El barranco de San Miguel quedó soterrado y nació un nuevo espacio urbano, que posibilitó la celebración de admiradas ferias y otras concentraciones. Surgió en el callejero una nueva y gran cicatriz, pero esta vez en forma de amplio arco de círculo: la Calle del Barranco —bautizada de distintas maneras, según los tramos—. Una especie de cimitarra patada que, al unir la pllaceta de San Miguel con la glorieta de Joaquín Costa, hizo de línea de separación entre dos poderes bien diferenciados: por un lado la Pllaza Mayor, el ombligo del pueblo; en su margen contraria, la Iglesia parroquial de San Miguel con sus estilizadas linternas sobre las cúpulas que rematan el crucero y la capilla del Santo Cristo en el lado del evangelio del transepto —y de la que llegó a formar parte el suprimido escunchuradó donde se subía a orar y a realizar los rituales necesarios para alejar las tormentas de mal agüero—; un templo con la puerta principal de arco de medio punto y arquivoltas lisas encarada hacia el mediodía, precedida de dos columnas exentas que antaño soportaban al atrio porticado —mientras observas la Iglesia, te asoman los recuerdos de aquellos agobiados y rezagados domingueros subiendo desesperados, mientras flotaban en el aire los tañidos apresurados de los últimos toques llamando a la misa, tratando de alcanzar al cura antes de que diera comienzo el Evangelio—; y lo que fue la Iglesia de la Compañía de Jesús —actual Espacio Pirineos— en la que sobresale el tejadillo octogonal protegiendo la cúpula con lunetos sobre el crucero, a cuyo templo se hallaba adosado el hoy desaparecido convento y colegio de los jesuitas y en cuyo solar se encuentran las oficinas comarcales agroambientales, junto a la residencia de la tercera edad; de la mitad para abajo de la calle del Barranco estuvo también la Iglesia de Santo Domingo, que ya no existe y cuyas piedras se reutilizaron, al igual que las del edificio de los jesuitas, en la construcción de otro lugar santificado. El Convento de las monjas y el antiguo Mesón, unen a la calle del Barranco con la Pllaceta de San Miguel, una pllaceta donde se erigía una escultural cruz de término y en cuyo entorno se celebraban ‘as ferias d’ os criaus, pastós i rapatáns’.

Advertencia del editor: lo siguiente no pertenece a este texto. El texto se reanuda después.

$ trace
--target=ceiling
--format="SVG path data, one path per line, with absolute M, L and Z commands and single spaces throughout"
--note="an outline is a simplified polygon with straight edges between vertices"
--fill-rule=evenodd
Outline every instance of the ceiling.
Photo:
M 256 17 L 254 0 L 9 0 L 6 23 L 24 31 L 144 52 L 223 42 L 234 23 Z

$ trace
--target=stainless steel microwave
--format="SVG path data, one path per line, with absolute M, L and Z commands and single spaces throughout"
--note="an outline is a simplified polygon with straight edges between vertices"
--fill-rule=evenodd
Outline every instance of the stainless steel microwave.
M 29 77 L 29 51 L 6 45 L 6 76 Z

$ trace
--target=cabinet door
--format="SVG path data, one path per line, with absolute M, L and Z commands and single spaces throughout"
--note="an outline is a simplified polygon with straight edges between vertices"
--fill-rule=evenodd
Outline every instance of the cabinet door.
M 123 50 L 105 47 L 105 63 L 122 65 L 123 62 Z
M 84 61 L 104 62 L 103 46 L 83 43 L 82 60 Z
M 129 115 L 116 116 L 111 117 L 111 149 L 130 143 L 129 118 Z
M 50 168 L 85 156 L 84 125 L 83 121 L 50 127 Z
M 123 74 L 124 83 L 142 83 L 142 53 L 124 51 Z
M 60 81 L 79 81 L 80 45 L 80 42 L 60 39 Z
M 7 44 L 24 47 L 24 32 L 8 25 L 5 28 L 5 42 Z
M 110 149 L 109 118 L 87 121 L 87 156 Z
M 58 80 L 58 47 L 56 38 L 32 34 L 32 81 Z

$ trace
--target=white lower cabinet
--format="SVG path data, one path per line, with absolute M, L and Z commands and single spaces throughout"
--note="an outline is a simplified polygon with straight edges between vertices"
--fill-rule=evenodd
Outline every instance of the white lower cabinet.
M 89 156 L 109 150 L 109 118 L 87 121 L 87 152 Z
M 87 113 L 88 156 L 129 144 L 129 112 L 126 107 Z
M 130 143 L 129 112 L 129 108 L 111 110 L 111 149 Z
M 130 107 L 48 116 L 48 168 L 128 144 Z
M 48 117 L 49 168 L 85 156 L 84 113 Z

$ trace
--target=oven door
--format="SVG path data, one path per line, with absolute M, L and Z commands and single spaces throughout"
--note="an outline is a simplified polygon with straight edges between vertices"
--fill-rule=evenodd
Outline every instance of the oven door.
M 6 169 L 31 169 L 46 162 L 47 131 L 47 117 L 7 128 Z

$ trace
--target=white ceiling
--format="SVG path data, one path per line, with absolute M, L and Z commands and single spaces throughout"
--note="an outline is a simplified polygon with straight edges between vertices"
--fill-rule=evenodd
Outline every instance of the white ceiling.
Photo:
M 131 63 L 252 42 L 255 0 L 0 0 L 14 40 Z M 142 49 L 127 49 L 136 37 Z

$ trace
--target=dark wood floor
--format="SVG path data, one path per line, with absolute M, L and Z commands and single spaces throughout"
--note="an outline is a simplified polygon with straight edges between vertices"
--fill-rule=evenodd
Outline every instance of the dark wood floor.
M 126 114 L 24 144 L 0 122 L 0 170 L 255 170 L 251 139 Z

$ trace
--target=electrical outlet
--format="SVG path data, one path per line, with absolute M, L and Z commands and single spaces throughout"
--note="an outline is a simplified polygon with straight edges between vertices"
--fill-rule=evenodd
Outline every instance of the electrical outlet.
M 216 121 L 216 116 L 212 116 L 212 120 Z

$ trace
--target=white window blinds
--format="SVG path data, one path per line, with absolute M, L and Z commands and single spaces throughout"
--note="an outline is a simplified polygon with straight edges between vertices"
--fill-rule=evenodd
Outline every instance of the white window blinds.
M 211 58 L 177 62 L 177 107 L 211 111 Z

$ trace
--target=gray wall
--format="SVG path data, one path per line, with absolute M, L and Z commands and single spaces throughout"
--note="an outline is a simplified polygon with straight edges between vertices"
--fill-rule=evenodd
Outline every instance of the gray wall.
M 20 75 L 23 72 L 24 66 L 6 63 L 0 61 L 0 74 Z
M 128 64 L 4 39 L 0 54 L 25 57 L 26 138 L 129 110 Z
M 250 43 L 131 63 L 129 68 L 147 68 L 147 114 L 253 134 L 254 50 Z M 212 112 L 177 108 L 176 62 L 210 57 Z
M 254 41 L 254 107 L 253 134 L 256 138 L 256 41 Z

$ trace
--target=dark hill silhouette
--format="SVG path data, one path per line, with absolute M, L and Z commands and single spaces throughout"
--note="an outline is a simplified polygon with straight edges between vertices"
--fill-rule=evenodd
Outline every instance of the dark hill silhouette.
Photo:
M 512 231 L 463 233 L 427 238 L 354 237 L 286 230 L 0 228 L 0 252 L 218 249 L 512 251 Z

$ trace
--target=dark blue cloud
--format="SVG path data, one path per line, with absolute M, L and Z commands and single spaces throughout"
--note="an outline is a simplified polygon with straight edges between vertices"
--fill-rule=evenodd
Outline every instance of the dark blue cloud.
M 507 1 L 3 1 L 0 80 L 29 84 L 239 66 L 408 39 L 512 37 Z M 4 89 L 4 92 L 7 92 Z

Con el advenimiento de la Edad Moderna, tras el largo otoño del período medieval, surgió una nueva burguesía y los cambios políticos se sucedían. Sus huellas quedaron patentes en el casco urbano a modo de palacios, casonas o edificios religiosos: Palacio de los Mur y casa Solano o de Esmir —en la Pllaceta Coreche—; Casa Fantón —en la pllaceta de igual nombre—; Casas de la Billa, Barón, Heredia y Bardaxí —en la Pllaza Mayor—; Convento de Santa Ana —en la Pllaceta Coscolla—; Iglesias de Santo Domingo y la Compañía, con sus adosados conventos; Basílica de la Virgen de la Peña; una Iglesia de San Miguel reformada; puentes d’Abaixo i d’Arriba…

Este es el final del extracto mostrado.